Edge brings compute closer to the data
Cloud is changing the way we live and work, with the edge a vital but often-overlooked part of this new reality.
Bevan Lock, senior sales engineer at Lenovo Infrastructure Solutions, believes the edge is becoming more important as organisations seek to bring their applications closer to the customer. The intelligent edge is quickly complementing the intelligent cloud as Internet of Things and ubiquitous communication increasingly provide the data that organisations need.
Part of being cloud smart is extending to the edge, bringing the compute to where the data is – regardless of what kind of data, and where it is.
“We can’t afford the time and latency of moving that data around, or the cost of doing so,” Lock says. “We are seeing analytics and IoT quickly driving the edge, putting the applications at the point where we need them.”
Lenovo delivers the solutions to enable that, Lock says.
Edge is no longer a trend that we can expect to see: already 52% of South African CIOs have made their first production deployments at the cloud edge, and a further 24% plant to do so in the next 12 months.

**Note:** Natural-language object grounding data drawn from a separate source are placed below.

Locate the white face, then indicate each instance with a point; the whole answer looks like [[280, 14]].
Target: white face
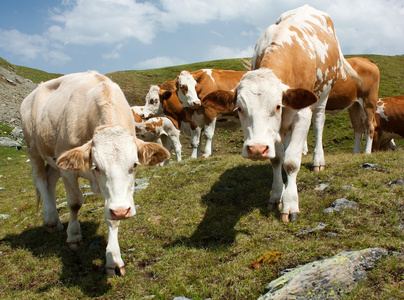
[[114, 157], [186, 90], [259, 103], [153, 106]]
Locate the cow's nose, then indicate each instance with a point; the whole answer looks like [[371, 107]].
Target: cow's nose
[[257, 151], [120, 213], [196, 103]]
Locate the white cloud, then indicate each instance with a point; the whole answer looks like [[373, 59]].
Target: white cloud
[[104, 22], [28, 46], [114, 54], [159, 62], [221, 52]]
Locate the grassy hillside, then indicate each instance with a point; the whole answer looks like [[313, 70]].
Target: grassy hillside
[[34, 75], [136, 84], [200, 223]]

At the same time, there has been an 800% increase in edge applications.
Challenges on the edge include environmental issues, management, applications, infrastructure, connectivity, security, and logistics.
Edge deployments are less predictable than traditional data centres, Lock adds. They can have exponential scale, be geographically distributed, and are typically quite complex. The edge will typically require a divide and conquer approach to filed support, with variable SLAs, and we are still figuring out he lifecycle management.

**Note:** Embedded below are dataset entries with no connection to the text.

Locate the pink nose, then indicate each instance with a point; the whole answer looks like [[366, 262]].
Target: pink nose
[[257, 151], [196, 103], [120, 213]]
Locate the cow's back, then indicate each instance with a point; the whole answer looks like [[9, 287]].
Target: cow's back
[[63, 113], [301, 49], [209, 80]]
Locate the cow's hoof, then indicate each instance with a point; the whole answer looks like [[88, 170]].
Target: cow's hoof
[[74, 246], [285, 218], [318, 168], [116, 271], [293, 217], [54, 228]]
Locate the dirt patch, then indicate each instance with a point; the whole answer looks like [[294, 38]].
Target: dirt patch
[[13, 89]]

The edge computing value chain adds more complexity because large quantities of raw data are in many locations. Lenovo, Lock says, deploys a remote automated setup that is relatively simple to set up and deploy.
When costs rain on your cloud parade
Technology and innovation is constant, with cloud now the de facto platform for future innovations.
Covid released budgets for cloud deployments which allowed CIOs to grow their cloud infrastructure, says Devi Moodley, CIO of the soon-to-be-launched Momentum Money. But the depressed economic environment is seeing those budgets being cut back.
The companies that have been able to complete their cloud migrations are able to demonstrate the benefits and they have a team of talented people on board.
Today, however, there is less money available for the cloud journey and CIOs have to rethink where they can go from here. In these circumstances, Moodley advises CIOs to embrace their inner chief financial officer (CFO).
“Develop an in-depth understanding of your business objectives and strategic priorities for the next five years,” she says. “At the same time, move your positioning in the organisation to a more strategic role. This means you need to understand where the business is going and what will deliver the most benefit.
“Look at the probability of success, and consider the risk appetite,” she adds. “Then you can determine what the roadmap should be realigned to.”
Once on the journey, Moodley says CIOs should continuously evaluate during and after the implementation if the expected benefits are being realised – and have the strength to step away if the answer is no.
“The good thing is that this is not a capital investment, so the CFO won’t bite your head off.”
The architecture of any cloud project should be simplified, and the CIO should ensure they understand how it will behave in the cloud before they deploy it. “Architect for value generation,” Moodley says.
She adds that software as a service (SaaS) and platform as a service (PaaS) may seem more expensive, but their total cost of ownership and ease of use saves in the long-run. At the same time, CIOs can use more cost-effective services, and should use built-in security and maintenance features wherever possible.